All of this stands in marked contrast to the behavior of the formal Gurdjieff work's leaders following his death. The Work became more and more closed and protective, until it acquired an aura of secrecy unfortunately reminiscent of scientology. The efforts of the "inner circle" to "protect" information ultimately failed; today, the internet abounds with material that various power-possessing beings in the Work tried to control.
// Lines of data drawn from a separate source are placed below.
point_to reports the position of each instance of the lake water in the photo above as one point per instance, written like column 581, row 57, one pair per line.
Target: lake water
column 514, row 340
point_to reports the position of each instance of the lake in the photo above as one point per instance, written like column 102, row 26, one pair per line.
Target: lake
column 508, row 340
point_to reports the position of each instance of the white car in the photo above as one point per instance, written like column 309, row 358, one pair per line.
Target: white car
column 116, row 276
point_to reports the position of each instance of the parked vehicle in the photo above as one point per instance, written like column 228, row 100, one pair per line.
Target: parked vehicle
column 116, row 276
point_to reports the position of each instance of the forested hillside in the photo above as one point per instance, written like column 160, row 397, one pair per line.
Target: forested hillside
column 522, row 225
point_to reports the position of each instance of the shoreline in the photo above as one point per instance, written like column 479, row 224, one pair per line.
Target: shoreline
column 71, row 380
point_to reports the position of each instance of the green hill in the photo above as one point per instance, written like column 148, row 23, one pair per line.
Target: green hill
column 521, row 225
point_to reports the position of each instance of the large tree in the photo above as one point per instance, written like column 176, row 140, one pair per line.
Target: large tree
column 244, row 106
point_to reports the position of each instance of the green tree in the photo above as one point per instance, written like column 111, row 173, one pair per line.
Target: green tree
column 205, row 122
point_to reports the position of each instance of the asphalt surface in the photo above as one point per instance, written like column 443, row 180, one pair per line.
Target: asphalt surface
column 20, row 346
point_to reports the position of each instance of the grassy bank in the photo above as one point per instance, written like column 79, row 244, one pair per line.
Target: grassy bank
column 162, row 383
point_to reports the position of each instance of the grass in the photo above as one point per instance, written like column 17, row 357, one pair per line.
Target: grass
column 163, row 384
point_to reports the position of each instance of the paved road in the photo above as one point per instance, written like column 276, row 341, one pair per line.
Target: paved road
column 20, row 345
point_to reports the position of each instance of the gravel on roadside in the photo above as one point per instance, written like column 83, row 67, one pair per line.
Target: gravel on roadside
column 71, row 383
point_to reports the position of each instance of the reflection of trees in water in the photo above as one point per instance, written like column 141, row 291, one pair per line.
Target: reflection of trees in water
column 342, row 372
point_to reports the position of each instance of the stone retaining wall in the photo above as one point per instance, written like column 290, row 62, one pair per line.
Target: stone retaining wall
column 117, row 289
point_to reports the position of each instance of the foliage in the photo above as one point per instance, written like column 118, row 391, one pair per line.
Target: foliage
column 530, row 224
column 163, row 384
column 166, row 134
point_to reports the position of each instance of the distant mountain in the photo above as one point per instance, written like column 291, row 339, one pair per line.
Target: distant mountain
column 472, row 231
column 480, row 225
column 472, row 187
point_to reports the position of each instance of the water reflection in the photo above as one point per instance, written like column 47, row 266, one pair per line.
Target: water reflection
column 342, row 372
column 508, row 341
The situation deeply underscores the absolute futility of such behavior. After all, even the presumably “developed” masters who passed knowledge of the enneagram on to Gurdjieff called it wrong—after all, they trusted him with a long-standing, closely held secret, and he outed it. Furthermore, in the essay on “the Science of Idiotism” (attributed to Bennett), we discover that this understanding, too, was an esoteric practice Gurdjieff made known to his pupils even after he was specifically asked not to do so.

And then there was Gurdjieff's advice to steal secrets if one had to... subtly suggesting that he actually held the concept of secretism in a certain degree of contempt.

In the end, as is abundantly clear, even those who are considered to be “developed masters” are unable to know who can be trusted. Take, for example, the messy and embarrassing questions of succession that arose as a consequence of Trungpa’s lack of judgment about the quality of some of his followers. (Read “Dragon Thunder.”)


What can we conclude, but that every person who makes calls about what to hide and what not to hide, what to control and not to control, is falling victim to a vanity in which they presume to know?

As Gurdjieff said to Ouspensky, “To be able to keep a secret a man must know himself and he must be. And a man such as all men are is very far from this.” (In Search of the Miraculous, p. 15, Harcourt 1977.)

So we’re all in the same boat. The difference is, perhaps, simply one between those who know they are in the boat, and those who have convinced themselves that they are not.

In our collective effort to discover Being, perhaps we ought to recognize that to withhold, to refuse to share what might help others, is at its root paranoid and exclusionary.

Doesn't it seems as though Agape, the open-hearted practice of love and acceptance, must be founded on trust and fearlessness?

Are there alternatives?

Certainly.

One can always choose to aim for LESS than Agape, if that is what one wishes for. Perhaps those with such aims feel there are higher callings than love.

Personally, I believe that would demand less than is necessary, and offer less than is possible.

There is one other aspect to this question of secrecy. I believe that all the real secrets lie within a man, not outside him.

Once again it is the mistake of externalizing what should be internal, of mixing the lower with the higher, that leads men to think that control of outer circumstances can affect anything.

If you doubt me, and think men actually control anything, go out and stare at the milky way for a while. Contemplate it. After that, read Ecclesiastes.

Then come back, if you wish, and we’ll discuss exactly how big you think we actually are, and how very much you believe we can control.

May your roots find water, and your leaves know sun.